## 🐍 Introduction to Reproducibility with Python

*Notebook by [Pedro V Hernandez Serrano](https://github.com/pedrohserrano)*


---
# 2. Reproducible Analysis in Jupyter Notebooks
* [2.1. Creating basic functions](#3.1)
* [2.2. Sharing is caring](#3.2)


---
## 2.1. Creating basic functions
<a id="2.1">

A function is a block of organized, reusable code that can make scripts easier to read and simple to manage. We can think of functions as small, self-contained programs for specific tasks.

We have already used some functions, such as the `print()` command, a built-in Python function. 
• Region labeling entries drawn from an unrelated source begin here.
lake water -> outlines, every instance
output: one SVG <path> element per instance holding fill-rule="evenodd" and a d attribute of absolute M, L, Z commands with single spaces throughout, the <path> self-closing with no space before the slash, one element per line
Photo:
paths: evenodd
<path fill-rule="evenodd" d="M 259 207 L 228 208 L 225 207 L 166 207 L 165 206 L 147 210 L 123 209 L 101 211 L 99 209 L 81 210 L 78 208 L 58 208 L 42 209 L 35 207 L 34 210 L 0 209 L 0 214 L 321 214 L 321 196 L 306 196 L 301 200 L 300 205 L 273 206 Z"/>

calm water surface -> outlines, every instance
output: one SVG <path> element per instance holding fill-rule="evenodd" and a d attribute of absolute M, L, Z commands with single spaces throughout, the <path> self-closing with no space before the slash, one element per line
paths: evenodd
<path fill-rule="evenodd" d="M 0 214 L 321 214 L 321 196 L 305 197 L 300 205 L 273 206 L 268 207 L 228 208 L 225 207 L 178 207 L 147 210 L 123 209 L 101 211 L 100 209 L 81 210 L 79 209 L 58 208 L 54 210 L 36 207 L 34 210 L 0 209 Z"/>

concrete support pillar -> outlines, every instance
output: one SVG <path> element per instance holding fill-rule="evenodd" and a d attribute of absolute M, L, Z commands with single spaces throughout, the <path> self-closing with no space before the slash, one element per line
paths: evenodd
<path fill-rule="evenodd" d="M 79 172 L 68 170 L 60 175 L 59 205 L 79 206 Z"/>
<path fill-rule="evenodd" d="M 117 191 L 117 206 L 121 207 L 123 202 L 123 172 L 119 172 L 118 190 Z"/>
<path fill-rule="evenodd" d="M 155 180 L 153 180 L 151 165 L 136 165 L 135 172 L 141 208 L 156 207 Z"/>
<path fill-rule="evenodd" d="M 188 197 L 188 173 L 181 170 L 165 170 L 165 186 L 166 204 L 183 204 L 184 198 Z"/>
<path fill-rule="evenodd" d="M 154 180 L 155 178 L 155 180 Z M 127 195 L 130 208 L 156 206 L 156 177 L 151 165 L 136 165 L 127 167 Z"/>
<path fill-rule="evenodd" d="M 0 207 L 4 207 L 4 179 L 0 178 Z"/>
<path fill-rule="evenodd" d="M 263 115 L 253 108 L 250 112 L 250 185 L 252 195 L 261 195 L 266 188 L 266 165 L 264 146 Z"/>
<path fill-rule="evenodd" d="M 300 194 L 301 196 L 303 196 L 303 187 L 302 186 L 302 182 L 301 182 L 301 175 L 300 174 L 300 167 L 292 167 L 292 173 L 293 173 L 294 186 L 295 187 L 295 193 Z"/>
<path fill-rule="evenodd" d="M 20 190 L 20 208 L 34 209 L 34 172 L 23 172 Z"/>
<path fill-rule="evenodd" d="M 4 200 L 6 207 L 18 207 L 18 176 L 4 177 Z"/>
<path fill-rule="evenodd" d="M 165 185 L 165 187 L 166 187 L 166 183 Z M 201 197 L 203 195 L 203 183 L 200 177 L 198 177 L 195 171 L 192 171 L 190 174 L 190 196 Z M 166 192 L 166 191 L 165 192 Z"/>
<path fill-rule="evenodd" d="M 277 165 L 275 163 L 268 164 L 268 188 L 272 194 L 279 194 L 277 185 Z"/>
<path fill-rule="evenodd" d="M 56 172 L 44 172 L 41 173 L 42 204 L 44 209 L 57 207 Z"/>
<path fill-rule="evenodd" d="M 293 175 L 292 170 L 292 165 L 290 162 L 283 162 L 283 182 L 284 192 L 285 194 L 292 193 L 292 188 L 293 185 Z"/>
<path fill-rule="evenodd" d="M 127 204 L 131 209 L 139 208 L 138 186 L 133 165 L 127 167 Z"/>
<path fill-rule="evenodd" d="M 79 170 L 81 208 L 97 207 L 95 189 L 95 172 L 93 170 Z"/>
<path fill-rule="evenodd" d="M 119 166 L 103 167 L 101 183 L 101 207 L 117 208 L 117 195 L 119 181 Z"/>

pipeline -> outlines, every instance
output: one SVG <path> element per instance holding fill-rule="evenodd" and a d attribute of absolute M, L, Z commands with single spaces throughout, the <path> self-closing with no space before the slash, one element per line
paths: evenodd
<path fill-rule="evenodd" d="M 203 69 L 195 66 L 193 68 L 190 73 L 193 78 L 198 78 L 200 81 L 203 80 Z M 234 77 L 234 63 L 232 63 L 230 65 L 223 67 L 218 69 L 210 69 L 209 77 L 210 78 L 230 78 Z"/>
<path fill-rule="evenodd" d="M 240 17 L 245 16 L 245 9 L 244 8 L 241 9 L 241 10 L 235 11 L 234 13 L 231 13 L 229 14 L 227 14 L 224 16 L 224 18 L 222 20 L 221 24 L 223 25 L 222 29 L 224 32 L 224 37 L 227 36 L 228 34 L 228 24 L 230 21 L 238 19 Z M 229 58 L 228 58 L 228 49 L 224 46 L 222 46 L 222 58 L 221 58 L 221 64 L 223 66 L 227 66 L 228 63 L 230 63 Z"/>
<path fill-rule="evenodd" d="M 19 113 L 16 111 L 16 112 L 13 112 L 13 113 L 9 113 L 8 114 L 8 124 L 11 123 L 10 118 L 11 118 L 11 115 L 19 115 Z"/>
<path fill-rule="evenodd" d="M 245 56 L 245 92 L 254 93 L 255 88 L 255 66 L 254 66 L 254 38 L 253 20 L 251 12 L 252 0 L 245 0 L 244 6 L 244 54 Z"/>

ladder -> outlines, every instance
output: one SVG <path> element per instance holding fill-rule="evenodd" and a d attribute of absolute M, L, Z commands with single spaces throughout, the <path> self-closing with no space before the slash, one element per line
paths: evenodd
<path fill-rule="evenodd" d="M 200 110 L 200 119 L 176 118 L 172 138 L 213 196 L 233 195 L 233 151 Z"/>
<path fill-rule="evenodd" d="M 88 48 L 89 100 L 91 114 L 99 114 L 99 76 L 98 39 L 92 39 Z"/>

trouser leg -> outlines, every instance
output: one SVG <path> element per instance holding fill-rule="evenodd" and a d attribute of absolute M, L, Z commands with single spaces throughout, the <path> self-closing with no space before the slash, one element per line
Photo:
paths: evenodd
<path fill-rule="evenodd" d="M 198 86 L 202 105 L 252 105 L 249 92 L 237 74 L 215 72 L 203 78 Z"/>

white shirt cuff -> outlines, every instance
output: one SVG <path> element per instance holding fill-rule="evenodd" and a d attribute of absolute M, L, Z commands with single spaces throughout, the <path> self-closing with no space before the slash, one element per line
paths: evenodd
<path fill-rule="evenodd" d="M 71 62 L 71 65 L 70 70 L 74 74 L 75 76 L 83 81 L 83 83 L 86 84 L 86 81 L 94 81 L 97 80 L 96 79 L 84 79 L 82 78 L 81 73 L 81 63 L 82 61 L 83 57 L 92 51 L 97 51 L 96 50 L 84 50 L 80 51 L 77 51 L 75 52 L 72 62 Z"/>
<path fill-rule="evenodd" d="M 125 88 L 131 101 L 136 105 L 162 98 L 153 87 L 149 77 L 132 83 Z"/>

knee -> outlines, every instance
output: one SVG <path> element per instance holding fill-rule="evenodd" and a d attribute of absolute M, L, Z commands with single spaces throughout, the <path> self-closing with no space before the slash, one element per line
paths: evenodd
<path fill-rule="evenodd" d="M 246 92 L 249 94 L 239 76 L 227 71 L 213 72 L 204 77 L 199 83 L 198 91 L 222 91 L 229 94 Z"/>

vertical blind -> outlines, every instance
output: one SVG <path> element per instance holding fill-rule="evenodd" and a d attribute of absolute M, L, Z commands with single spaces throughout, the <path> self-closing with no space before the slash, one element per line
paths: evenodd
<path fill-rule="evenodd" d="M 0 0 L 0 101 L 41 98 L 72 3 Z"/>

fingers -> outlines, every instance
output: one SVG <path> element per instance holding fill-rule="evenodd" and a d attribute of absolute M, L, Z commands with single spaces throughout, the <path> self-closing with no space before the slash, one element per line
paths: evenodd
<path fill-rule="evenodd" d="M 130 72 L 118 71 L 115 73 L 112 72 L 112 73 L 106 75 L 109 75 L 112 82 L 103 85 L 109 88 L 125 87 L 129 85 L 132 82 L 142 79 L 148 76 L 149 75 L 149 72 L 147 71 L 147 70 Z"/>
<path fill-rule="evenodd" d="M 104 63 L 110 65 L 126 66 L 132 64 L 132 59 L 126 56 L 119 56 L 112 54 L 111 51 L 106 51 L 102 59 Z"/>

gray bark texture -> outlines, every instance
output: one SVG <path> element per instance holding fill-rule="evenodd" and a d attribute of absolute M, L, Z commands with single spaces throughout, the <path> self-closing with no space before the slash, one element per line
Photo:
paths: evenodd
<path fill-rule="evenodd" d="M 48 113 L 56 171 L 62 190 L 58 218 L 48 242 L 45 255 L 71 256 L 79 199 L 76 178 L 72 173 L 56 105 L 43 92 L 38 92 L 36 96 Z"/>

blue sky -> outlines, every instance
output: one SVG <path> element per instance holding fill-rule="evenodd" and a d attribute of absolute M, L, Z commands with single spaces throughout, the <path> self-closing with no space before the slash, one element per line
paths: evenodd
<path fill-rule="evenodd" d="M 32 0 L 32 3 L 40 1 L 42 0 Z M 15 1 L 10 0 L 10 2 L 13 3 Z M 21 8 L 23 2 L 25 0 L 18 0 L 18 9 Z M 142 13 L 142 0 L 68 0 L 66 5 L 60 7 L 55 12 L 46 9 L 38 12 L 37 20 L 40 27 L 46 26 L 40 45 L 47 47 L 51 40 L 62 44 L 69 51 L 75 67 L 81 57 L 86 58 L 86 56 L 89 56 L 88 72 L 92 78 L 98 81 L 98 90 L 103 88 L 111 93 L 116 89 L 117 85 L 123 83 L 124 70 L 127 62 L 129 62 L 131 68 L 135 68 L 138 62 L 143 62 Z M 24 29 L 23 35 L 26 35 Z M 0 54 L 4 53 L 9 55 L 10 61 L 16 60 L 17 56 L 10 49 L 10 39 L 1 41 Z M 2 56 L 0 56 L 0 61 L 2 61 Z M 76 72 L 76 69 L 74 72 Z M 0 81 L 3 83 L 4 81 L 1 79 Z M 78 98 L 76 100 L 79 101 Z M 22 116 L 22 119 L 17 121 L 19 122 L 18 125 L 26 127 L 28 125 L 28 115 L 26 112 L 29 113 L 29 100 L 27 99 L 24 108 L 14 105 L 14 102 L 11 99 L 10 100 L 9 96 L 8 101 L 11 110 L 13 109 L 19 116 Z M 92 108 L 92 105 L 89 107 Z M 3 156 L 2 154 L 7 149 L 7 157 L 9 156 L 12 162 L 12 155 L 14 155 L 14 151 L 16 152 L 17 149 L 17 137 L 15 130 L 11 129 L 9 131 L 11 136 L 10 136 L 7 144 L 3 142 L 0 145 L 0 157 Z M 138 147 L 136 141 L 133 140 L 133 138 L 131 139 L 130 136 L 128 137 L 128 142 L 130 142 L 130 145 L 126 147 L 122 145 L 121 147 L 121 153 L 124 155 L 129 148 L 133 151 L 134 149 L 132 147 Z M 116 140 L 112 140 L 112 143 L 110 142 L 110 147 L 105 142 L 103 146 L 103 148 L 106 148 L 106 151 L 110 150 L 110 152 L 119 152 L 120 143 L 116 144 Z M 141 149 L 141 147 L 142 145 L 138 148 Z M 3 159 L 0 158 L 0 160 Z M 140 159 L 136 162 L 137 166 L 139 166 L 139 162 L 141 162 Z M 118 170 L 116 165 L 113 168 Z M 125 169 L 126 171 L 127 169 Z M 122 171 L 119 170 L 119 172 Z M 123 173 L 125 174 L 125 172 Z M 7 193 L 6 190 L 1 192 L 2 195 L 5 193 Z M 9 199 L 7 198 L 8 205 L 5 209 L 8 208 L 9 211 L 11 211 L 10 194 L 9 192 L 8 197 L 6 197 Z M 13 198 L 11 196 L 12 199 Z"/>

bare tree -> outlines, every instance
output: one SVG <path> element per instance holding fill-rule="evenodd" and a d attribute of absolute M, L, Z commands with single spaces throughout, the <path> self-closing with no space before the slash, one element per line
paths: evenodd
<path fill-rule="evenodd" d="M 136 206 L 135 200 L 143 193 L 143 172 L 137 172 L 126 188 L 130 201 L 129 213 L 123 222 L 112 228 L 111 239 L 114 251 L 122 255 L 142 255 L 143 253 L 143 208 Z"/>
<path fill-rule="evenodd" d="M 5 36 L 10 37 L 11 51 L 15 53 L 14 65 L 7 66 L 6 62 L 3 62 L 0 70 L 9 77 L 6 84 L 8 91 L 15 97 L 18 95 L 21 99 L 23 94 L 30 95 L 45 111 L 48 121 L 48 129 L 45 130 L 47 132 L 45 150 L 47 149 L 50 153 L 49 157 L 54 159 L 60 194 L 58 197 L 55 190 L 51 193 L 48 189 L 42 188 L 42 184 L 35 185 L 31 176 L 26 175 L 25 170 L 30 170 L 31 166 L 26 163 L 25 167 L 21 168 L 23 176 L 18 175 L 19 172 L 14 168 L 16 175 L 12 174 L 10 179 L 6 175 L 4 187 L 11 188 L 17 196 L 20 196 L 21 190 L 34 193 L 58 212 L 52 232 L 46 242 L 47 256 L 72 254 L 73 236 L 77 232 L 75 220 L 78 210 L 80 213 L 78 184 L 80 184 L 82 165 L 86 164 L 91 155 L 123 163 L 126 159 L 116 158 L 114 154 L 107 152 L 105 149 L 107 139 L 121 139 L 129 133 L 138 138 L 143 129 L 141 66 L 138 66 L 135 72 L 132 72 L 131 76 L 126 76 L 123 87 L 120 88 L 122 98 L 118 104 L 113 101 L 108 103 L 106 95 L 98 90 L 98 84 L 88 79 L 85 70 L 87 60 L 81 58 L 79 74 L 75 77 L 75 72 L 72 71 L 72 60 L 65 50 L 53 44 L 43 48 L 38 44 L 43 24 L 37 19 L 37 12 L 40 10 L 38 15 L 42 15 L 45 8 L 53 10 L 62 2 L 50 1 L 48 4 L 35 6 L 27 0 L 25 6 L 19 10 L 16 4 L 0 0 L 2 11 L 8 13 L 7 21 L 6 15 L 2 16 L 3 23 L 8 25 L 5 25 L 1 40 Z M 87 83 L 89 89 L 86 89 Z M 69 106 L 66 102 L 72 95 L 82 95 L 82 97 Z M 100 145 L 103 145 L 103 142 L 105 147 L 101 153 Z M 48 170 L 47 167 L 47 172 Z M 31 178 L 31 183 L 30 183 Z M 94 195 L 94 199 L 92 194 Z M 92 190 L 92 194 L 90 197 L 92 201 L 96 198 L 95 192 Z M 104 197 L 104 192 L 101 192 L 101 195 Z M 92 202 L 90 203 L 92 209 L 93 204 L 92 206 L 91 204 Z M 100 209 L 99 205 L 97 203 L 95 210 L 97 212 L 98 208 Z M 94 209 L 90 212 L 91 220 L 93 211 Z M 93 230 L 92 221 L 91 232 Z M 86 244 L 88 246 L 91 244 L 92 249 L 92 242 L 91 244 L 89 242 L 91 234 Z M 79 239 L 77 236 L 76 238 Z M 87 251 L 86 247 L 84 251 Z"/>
**Making a function in Python**
- Begin the definition of a new function with **def**.
- Followed by the name of the function.
    - Must obey the same rules as variable names.
- Then, the parameters are in parentheses.
    - Empty parentheses if the function doesn’t take any inputs.
- Then a colon.
- Then, an indented block of code.

In [None]:
def print_greeting():
    print('Hello! Maastricht')

- Defining a function does not run it.
    - Like assigning a value to a variable.
- Must call the function to execute the code it contains.

In [None]:
print_greeting?

In [None]:
print_greeting()

- More useful when we can specify parameters when defining a function.
    - These become variables when the function is executed.
    - Are assigned the arguments in the call (i.e., the values passed to the function).
    - If you don’t name the arguments when using them in the call, the arguments will be matched to parameters in the order the parameters are defined in the function.

In [None]:
str(1988) + '/' + str(9) + '/' + str(23)

In [None]:
def print_date(year, month, day):
    joined = str(year) + '/' + str(month) + '/' + str(day)
    return print(joined)

In [None]:
print_date(1871, 3, 19)

In [None]:
print_date(month=3, year=1871, day=19)

Most importantly, we want to automate calculations with functions

    A function that is able to add 100 to a given X value.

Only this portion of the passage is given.